The number of fires burning in Brazil's rainforest hit a 15-year high in June.

Meanwhile the rate of deforestation has also surged to record levels.

(Manoela Machado, Wildfire and Deforestation researcher at Oxford University) "We have a combination of a drier climate with more motivation to deforest. So this is extremely bad news.”

Here are some factors driving destruction of the world's largest rainforest.

Unlike wildfires in Europe or the United States, fires do not occur naturally in the humid, tropical Amazon rainforest.

Instead, farmers cut down the forests and set trees on fire to clear land.

August and September are typically the height of dry season in the Amazon. That's when fires become harder to contain and can run out of control.

But climate change is leading to higher temperatures and drier conditions throughout the year, making fires more frequent and severe.

Forest fires have worsened since 2019, when right-wing President Jair Bolsonaro took office and sought to weaken environmental protections.

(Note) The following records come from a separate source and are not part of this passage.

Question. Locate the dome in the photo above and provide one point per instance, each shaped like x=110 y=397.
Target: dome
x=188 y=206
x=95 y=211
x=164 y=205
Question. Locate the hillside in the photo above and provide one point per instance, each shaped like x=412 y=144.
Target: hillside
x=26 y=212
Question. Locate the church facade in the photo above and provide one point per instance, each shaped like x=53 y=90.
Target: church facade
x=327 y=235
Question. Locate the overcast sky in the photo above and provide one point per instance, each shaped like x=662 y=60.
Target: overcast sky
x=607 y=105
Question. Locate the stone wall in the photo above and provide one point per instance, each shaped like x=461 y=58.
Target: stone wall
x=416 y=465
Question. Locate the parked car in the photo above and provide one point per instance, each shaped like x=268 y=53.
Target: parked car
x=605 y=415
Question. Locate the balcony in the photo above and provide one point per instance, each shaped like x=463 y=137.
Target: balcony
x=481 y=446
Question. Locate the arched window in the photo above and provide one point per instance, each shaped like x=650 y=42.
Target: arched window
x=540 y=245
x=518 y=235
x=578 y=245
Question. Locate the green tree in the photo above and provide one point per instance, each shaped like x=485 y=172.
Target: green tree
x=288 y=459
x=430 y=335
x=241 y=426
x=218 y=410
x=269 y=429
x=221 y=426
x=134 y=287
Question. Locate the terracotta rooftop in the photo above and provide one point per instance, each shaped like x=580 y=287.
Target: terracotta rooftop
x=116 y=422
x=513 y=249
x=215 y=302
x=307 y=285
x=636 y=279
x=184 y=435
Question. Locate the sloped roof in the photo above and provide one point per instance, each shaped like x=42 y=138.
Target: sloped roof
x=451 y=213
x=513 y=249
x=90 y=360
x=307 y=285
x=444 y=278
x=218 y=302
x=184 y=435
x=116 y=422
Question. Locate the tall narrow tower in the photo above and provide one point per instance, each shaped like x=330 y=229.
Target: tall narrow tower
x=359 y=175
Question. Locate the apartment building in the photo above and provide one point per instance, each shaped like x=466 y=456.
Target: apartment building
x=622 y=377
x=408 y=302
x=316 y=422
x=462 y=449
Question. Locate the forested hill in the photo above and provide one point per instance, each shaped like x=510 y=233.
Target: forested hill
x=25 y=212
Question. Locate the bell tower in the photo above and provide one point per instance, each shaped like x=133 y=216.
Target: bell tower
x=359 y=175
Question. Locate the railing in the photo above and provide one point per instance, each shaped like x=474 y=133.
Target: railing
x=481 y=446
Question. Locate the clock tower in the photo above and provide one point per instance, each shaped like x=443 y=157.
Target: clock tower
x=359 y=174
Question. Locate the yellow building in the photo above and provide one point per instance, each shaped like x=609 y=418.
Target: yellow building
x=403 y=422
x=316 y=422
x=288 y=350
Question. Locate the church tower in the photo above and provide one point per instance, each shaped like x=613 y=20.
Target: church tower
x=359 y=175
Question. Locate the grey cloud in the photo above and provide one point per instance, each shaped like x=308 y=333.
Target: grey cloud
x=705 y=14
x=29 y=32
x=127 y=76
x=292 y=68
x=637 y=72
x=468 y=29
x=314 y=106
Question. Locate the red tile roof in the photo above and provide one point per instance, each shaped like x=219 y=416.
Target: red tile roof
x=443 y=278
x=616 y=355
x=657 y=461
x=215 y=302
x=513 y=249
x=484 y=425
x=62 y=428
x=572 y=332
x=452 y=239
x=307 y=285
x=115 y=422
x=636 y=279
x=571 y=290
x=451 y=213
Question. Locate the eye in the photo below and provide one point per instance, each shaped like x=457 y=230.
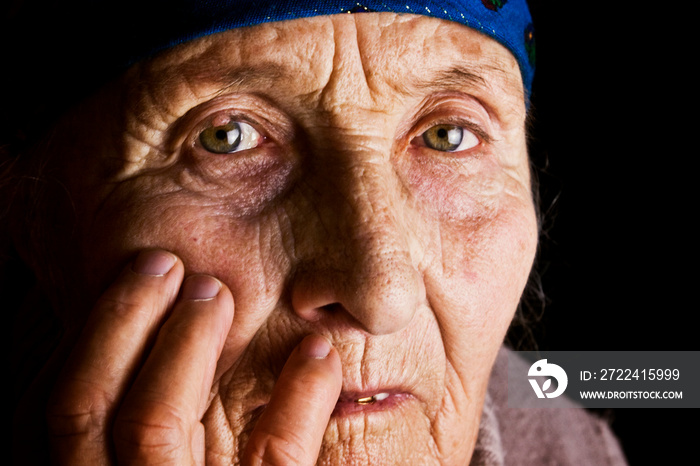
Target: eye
x=449 y=138
x=232 y=137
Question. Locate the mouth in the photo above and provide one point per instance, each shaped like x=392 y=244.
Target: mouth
x=351 y=402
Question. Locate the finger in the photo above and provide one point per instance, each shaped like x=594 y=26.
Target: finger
x=159 y=421
x=106 y=356
x=291 y=429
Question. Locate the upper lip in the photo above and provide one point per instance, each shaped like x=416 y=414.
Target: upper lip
x=347 y=396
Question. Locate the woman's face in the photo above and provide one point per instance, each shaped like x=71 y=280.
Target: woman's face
x=361 y=176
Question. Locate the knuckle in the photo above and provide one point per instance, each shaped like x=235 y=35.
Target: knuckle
x=77 y=408
x=152 y=431
x=285 y=448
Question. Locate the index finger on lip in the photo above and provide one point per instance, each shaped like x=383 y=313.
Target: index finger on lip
x=108 y=352
x=291 y=429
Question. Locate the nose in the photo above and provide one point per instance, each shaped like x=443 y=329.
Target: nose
x=358 y=258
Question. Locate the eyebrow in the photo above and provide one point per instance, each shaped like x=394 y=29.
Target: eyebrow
x=455 y=77
x=255 y=76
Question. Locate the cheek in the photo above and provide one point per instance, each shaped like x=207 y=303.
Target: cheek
x=246 y=253
x=474 y=285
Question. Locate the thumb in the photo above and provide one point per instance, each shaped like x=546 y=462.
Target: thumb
x=290 y=430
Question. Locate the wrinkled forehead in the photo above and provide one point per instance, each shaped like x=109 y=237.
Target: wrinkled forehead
x=377 y=54
x=506 y=21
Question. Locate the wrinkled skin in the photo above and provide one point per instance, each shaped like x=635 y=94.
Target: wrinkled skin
x=340 y=222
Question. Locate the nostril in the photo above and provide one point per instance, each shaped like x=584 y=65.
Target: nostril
x=333 y=308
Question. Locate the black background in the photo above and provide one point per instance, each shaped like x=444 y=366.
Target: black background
x=615 y=119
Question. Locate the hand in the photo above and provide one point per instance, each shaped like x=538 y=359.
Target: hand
x=138 y=381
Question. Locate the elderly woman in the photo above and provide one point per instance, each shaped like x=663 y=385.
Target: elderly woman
x=289 y=234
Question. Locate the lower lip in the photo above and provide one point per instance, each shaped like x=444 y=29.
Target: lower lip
x=347 y=407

Bolsonaro says protected areas of the Amazon should be opened to mining and farming to fight poverty.

Experts say that under his government, farmers, ranchers and land grabbers feel emboldened to destroy the forest without punishment.

Andre Freitas is Greenpeace Amazon coordinator.

"In the last year of the Bolsonaro’s government, people and criminals have been taking advantage on these lands, and they have exploited the land. And all that is a significant loss for the population, for the country. It is also a very bad contribution to the climate crisis.”

Between August 2020 and July 2021, deforestation in the Brazilian Amazon soared 22% to its highest level since 2006.

More than 5,000 square miles of forest were cleared.

That's according to the government's annual report.

Bolsonaro has repeatedly denied an uptick in fires under his presidency, despite government data.

"The Amazon is equivalent to Western Europe. How are we supposed to take care of all this? And one more thing, if every year there were as much deforestation as the media says, the whole Amazon would already be a desert. I would like to agree with the article here, but it is not true."

Are the Amazon fires contributing to climate change? Yes.

The destruction of old-growth trees in the Amazon releases a lot of climate-warming carbon dioxide.

Scientists say sharply reducing deforestation is important for fighting climate change, as destruction of tropical rainforests is responsible for about 9% of human-caused CO2 emissions.